Cette décision intervient alors que le chef de l’État doit prochainement préciser les modalités de la mesure d’urgence annoncée.
Une recrudescence alarmante des enlèvements
Les enlèvements contre rançon, fréquents depuis le rapt de 276 écolières à Chibok en 2014, connaissent un nouveau pic.
Plus de 400 personnes ont été kidnappées au cours des quinze derniers jours, principalement dans l’État du Niger (centre-ouest).

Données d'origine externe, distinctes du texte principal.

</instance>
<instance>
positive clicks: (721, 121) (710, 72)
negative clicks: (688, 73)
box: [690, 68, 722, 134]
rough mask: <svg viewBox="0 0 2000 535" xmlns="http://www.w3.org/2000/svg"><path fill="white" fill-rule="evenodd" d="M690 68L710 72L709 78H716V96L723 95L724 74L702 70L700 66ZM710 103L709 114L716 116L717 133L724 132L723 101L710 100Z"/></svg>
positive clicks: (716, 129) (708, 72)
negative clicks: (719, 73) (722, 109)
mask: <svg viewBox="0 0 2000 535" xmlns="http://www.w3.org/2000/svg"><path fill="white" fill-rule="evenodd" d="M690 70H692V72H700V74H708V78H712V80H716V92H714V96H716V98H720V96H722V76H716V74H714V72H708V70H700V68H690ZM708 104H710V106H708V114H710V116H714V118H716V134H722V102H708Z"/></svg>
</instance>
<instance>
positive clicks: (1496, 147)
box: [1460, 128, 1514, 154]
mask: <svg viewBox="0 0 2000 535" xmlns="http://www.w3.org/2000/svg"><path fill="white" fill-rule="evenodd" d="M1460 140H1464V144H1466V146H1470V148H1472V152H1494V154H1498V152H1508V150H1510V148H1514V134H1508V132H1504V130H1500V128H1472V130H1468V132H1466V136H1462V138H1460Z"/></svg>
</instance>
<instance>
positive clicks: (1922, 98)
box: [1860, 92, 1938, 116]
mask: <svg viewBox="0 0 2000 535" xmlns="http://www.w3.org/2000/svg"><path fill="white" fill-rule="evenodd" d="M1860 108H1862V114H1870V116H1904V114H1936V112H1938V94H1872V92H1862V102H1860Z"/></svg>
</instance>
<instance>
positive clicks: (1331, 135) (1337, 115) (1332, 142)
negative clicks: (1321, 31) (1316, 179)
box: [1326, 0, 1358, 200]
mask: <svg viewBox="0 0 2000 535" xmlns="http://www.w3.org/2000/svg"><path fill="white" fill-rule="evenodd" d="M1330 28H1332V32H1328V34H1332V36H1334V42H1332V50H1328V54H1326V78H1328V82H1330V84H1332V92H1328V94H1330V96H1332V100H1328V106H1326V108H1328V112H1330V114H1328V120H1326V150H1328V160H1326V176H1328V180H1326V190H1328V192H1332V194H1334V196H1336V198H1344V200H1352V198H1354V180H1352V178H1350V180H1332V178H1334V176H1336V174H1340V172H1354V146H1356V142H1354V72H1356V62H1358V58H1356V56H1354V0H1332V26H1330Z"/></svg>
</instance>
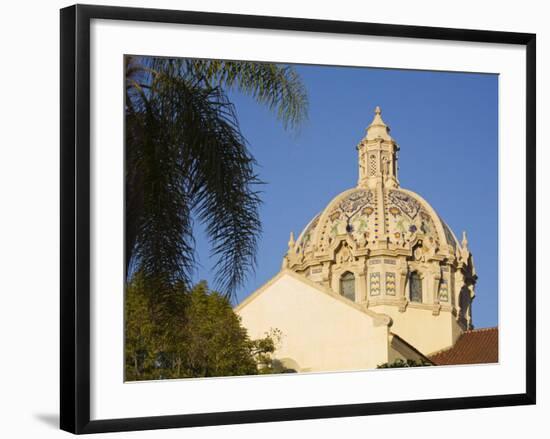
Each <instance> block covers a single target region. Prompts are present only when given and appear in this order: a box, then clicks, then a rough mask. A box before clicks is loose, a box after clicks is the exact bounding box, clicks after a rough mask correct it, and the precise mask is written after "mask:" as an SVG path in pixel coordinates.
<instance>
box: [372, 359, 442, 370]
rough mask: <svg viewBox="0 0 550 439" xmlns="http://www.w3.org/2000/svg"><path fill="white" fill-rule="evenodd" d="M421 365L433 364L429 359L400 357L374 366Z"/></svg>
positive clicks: (415, 365)
mask: <svg viewBox="0 0 550 439" xmlns="http://www.w3.org/2000/svg"><path fill="white" fill-rule="evenodd" d="M422 366H433V364H432V363H430V362H429V361H426V360H423V359H420V360H417V361H415V360H410V359H409V360H403V359H401V358H398V359H397V360H394V361H393V362H391V363H384V364H380V365H378V366H376V368H377V369H386V368H393V367H422Z"/></svg>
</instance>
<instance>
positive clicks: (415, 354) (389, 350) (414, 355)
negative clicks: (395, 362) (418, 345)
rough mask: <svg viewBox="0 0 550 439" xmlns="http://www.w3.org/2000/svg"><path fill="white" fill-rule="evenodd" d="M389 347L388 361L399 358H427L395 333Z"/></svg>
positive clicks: (424, 358) (406, 358)
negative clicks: (389, 347) (389, 348)
mask: <svg viewBox="0 0 550 439" xmlns="http://www.w3.org/2000/svg"><path fill="white" fill-rule="evenodd" d="M389 347H390V349H389V353H388V363H393V362H394V361H396V360H398V359H400V360H414V361H420V360H425V356H423V355H421V354H420V353H419V352H418V351H416V350H415V349H413V348H412V347H411V346H410V345H408V344H407V343H405V342H403V340H401V339H400V338H399V337H396V336H394V335H393V334H391V335H390V343H389Z"/></svg>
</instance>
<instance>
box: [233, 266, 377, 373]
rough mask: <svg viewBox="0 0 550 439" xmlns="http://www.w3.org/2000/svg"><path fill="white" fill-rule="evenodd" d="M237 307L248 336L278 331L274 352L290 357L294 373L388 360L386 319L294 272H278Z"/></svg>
mask: <svg viewBox="0 0 550 439" xmlns="http://www.w3.org/2000/svg"><path fill="white" fill-rule="evenodd" d="M235 311H236V312H237V314H238V315H240V316H241V318H242V323H243V325H244V326H245V327H246V328H247V329H248V332H249V335H250V337H252V338H257V337H262V336H263V335H264V334H265V332H266V331H269V330H270V328H278V329H280V330H281V331H282V333H283V338H282V340H281V344H280V346H279V347H278V349H277V351H276V354H275V356H276V358H278V359H292V360H293V361H294V362H295V364H297V366H298V368H299V370H298V371H304V372H305V371H331V370H350V369H366V368H374V367H376V366H377V365H379V364H382V363H385V362H386V361H388V326H387V324H386V323H384V321H388V319H384V318H383V317H382V316H380V317H378V318H377V317H373V314H374V313H370V314H369V313H366V312H364V311H362V310H360V309H359V308H358V307H357V306H356V305H354V304H353V303H351V302H347V301H346V299H344V298H341V297H339V296H334V295H330V294H329V293H327V292H326V291H324V290H321V289H319V287H316V286H315V285H313V284H311V283H310V282H309V281H306V280H302V279H300V275H297V274H295V273H289V272H282V273H280V274H279V275H278V276H277V277H275V278H274V279H273V280H272V281H271V282H268V284H266V285H265V286H264V287H262V289H261V290H260V291H259V292H257V293H255V295H253V296H251V297H250V298H249V299H247V300H245V301H244V302H243V304H241V305H240V306H238V307H237V308H236V309H235Z"/></svg>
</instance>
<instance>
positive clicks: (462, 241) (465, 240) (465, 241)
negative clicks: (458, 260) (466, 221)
mask: <svg viewBox="0 0 550 439" xmlns="http://www.w3.org/2000/svg"><path fill="white" fill-rule="evenodd" d="M462 248H463V249H464V250H468V237H467V236H466V230H464V231H463V232H462Z"/></svg>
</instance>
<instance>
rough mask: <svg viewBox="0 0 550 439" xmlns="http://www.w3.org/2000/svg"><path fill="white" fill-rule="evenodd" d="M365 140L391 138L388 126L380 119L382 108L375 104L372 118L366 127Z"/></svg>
mask: <svg viewBox="0 0 550 439" xmlns="http://www.w3.org/2000/svg"><path fill="white" fill-rule="evenodd" d="M366 139H367V140H374V139H382V140H388V141H390V140H393V139H392V138H391V136H390V128H389V127H388V126H387V125H386V124H385V123H384V121H383V120H382V110H381V109H380V107H379V106H378V105H377V106H376V108H375V109H374V119H373V120H372V122H371V124H370V125H369V126H368V127H367V136H366Z"/></svg>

Cette flambée de violence secoue profondément le Nigeria, pays de 230 millions d’habitants, partagé entre un nord majoritairement musulman et un sud largement chrétien.
Renforcement des forces de sécurité
Face à cette détérioration de la situation, le président Tinubu a ordonné le déploiement et le recrutement de forces de sécurité supplémentaires afin de contrer l’expansion des groupes armés.
Tensions diplomatiques avec les États-Unis
Cette vague d’enlèvements survient dans un climat déjà tendu, après les menaces de l’ancien président américain Donald Trump, qui a évoqué une possible intervention militaire au Nigeria, accusant le pays de « meurtres de chrétiens ».
Des accusations que les autorités nigérianes ont catégoriquement rejetées.